Wenzhou (AsiaNews) – Authorities in the eastern Chinese province of Zhejiang arrested 16 Protestant believers and clergymen “on suspicion of ‘running an illegal business,’ ‘obstructing official duty,’ and ‘running secret accounting procedures’,” a lawyer for the church members told Radio Free Asia.
The reality is different though. “They were detained because they refused to allow the cross to be taken down, and so they arrested them,” lawyer Pang Kun said.
Out of the eight clergymen and preachers held, none of whom had been released by Wednesday evening local time, Radio Free Asia reported.
Only seven of them are known to be under criminal detention, lawyer Pang said, but the status of the other has yet to be confirmed. In any case, the charges are “random stuff”.
Everything began when “They were called in for a chat,” said a pastor who declined to be named. “I don’t think they’ve come out since, because I have asked about them.”
Similarly, nothing is also known of Rev Zhang Chongyang, who was taken into custody in Pingyang County.
Since 2013, when Zhejiang was designated as an area of great economic development for 2020, the authorities have launched a policy of "beautifying" the region by removing illegal structures.

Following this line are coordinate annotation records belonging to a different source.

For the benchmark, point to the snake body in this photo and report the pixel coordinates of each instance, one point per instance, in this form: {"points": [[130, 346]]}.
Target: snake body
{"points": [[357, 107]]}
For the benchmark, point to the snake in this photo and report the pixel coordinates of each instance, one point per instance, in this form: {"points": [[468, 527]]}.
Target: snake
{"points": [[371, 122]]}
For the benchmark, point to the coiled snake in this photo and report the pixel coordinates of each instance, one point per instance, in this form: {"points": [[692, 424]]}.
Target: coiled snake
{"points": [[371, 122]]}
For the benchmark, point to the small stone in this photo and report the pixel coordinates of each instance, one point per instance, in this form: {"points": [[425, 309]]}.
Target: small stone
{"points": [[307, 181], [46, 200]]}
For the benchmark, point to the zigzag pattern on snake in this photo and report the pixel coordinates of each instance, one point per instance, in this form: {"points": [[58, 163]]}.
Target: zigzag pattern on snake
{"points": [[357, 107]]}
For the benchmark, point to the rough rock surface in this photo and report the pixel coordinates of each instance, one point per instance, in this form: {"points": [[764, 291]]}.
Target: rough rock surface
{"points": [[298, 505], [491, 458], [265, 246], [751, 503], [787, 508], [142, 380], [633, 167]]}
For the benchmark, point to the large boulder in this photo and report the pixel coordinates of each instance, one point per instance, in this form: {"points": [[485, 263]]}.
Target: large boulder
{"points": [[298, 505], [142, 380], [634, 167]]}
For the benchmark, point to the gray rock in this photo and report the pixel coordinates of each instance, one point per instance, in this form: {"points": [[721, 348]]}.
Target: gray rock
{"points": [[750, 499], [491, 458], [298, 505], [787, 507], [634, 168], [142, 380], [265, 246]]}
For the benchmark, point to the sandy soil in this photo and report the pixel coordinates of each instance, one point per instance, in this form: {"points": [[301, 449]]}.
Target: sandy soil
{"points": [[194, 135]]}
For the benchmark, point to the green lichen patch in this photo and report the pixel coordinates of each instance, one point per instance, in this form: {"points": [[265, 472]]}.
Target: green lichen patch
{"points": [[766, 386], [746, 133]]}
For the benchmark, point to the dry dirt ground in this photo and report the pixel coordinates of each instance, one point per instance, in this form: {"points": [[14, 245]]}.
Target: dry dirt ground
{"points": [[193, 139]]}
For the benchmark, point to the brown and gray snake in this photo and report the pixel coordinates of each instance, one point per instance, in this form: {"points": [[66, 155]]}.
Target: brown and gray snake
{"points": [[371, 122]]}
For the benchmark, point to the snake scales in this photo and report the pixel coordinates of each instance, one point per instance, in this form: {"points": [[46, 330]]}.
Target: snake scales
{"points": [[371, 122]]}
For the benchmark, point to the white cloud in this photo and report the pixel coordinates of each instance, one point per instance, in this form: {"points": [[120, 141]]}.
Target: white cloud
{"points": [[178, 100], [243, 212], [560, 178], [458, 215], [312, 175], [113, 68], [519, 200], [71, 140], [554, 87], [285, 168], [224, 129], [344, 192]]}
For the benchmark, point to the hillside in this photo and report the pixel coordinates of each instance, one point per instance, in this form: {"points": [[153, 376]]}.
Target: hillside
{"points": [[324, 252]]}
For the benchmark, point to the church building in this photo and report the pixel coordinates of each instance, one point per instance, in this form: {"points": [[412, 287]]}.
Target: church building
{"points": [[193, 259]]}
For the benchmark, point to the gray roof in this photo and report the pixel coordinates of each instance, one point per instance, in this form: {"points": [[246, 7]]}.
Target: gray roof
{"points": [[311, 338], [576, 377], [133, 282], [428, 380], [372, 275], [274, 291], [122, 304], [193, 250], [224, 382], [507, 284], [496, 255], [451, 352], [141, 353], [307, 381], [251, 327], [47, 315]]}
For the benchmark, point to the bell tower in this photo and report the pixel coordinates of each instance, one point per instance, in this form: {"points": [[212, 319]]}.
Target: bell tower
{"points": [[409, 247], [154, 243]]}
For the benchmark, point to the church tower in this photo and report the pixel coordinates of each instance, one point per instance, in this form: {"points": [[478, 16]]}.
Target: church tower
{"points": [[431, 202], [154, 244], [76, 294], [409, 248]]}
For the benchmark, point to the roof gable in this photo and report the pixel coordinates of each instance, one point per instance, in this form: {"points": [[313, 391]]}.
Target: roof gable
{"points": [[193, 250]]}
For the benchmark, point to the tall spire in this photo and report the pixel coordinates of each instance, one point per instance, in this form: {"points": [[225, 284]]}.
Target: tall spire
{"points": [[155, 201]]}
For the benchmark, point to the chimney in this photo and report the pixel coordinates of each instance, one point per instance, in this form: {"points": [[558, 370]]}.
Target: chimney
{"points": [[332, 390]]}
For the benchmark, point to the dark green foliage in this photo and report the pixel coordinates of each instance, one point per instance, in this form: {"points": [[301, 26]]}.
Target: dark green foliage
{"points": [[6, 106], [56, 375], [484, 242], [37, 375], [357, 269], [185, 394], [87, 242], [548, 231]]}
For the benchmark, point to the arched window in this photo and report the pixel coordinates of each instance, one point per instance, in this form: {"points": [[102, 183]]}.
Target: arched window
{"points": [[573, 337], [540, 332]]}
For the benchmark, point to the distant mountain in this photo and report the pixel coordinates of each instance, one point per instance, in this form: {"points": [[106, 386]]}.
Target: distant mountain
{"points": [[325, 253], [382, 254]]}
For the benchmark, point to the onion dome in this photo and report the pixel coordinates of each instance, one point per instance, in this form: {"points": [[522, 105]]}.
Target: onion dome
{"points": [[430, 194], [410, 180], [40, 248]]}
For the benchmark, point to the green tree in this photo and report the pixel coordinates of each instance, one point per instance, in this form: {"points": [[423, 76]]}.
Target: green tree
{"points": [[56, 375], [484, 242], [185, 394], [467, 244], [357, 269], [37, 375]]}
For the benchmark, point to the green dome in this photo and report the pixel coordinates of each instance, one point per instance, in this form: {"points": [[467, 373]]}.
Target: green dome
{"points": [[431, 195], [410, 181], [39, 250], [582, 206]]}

Called ‘Three Rectifications and One Demolition,’ the campaign indicates the percentage of buildings to destroy, and land to be recovered for large-scale building development.
According to the provincial government, all communities and private places are affected without distinction. However, Christian sites have been the campaign’s main target.
Catholics note that the first destruction orders were issued after Zhejiang party secretary Xia Baolong noted during an inspection that a church in Baiquan was too visible and an “eyesore”.
Seeing that the skyline was full of crosses, he gave the order to "rectify" it. Since then, the party has been tearing down crosses, statues and churches.
Christians have not stood idly by. On 24 July, Mgr Vincent Zhu Weifang, the Catholic bishop of Wenzhou, who is almost 90, and 26 priests from his diocese, staged a protest outside the main government building in order to demand an end to the policy.
Some Protestant communities have also prepared a long memorandum in which they describe the campaign as "little more than a bad joke".
Catholic clergymen from the underground Church have joined in, under the leadership of coadjutor bishop Mgr Peter Shao Zguhin, who released an open letter slamming the removal of crosses from churches.
As a response to the policy of cross removal, Catholics and Protestants are working together in a campaign dubbed ‘Build and carry the Cross’.
As part of this, a Catholic priest has called on the faithful to join the “safe, legal and non-violent campaign,” adding that “As of tomorrow, we shall see crosses all over Zhejiang province.”